If we do this, whether directly or indirectly, and if the issues continue to present themselves then step 2 may become necessary.

2) Draw clear boundaries — and keep them.

Boundaries can often be looked at as a negative thing, but can be very healthy and allow us to respect one another. A clear boundary may look like, “Please don’t just drop by. I’d rather you call and let me know you’re coming or ask if you can come over. I may not be in a good headspace at that moment.” Or, “We’ve already decided what we’re doing from a medical standpoint and it’s not really helping or blessing us anymore when you send us information you found or read. We’d appreciate it if you wouldn’t do that anymore.” Those are some clear ways you’re setting up your relationships for success.

It’s identifying things or a pattern where you see they’re meaning well but it’s not having the intended effect. It’s the opportunity to draw a boundary and say, “I’m going to ask that you don’t do that,” or “Hey, instead of this, try this.” These are people that we care about that care about us and we’re trying to coach them and help them help us.

3) Push pause on a relationship if boundaries are not honored. 

If relational withdrawals are taking place rather than deposits it could harm the relationship in the long run. It’s better to just push pause during this season.
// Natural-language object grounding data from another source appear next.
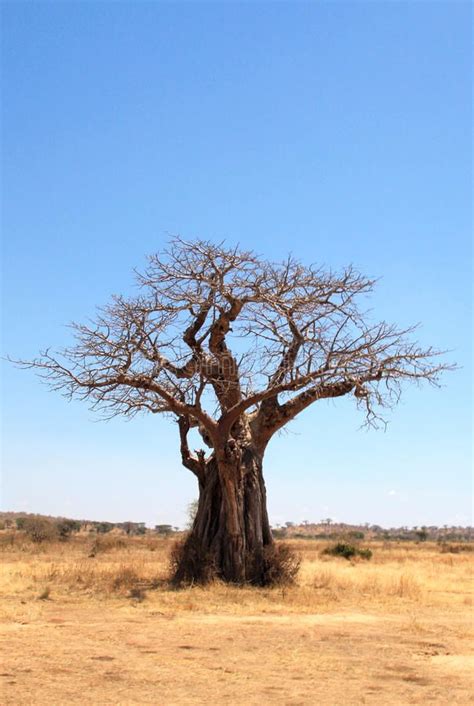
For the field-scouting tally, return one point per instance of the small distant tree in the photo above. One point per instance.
(236, 347)
(422, 534)
(104, 527)
(40, 529)
(65, 528)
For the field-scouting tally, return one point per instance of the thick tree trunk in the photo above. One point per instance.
(231, 537)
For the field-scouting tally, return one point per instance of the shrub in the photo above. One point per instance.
(348, 551)
(281, 565)
(456, 548)
(66, 527)
(39, 529)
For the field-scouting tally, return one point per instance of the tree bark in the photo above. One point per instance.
(230, 537)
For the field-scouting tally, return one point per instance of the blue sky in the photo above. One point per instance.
(339, 131)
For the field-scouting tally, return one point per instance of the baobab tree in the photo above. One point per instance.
(235, 347)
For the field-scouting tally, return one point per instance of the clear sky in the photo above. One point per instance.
(339, 131)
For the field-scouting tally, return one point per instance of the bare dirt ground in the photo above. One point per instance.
(396, 630)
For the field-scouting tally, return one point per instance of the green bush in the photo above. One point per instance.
(347, 551)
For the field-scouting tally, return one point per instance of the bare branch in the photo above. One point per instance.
(222, 339)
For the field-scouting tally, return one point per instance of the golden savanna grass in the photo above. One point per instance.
(94, 621)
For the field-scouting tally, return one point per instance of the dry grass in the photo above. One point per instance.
(393, 630)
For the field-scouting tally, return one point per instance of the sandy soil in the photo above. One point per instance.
(237, 647)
We’ve found that when people are walking through grief, they don’t have the same capacity to handle difficult relational dynamics or conflict. And sometimes, for the benefit of the relationship, it might be helpful to put words on that. You can say, “I love you and I want to have a healthy relationship. I think it might be beneficial to push pause on the relationship and not have communication right now. When I feel in a healthier place, I will circle back with you and want to have a dialogue and work through the issues that might be at play.”

In each phase of the discussion, take the opportunity to affirm the relationship — that outworking of believing the best in your friends and family. Saying, “I know you love me and care about us. I want you to know that I love you. And it’s because of that and because I want to see our relationship marked by health and growth that in this season where I’m at right now, that’s hard to do and I see it trending in the opposite direction. I don’t want that. You don’t want that. I will circle back with you in due time.” You set that as the expectation — you will hit “resume” at some point when you feel it’s right. In the moment you may not know exactly when that’ll be, but remind those close to you, “Thank you. I know you’re with us and for us. Thank you for praying with us and for us and for being in our life.”

In summary…

Sometimes we don’t feel freedom to draw healthy boundaries in our life. There is a lot of freedom there. People want to love us and care for us and when we communicate those things, we’re really benefiting the relationship as a whole. When you look at boundaries from that perspective, as opposed to a negative perspective, it shifts the focus into a healthier light. We can convince ourselves it’s a selfish thing to do and we would encourage and speak freedom over you that being self-focused for a season makes a lot of sense and is okay.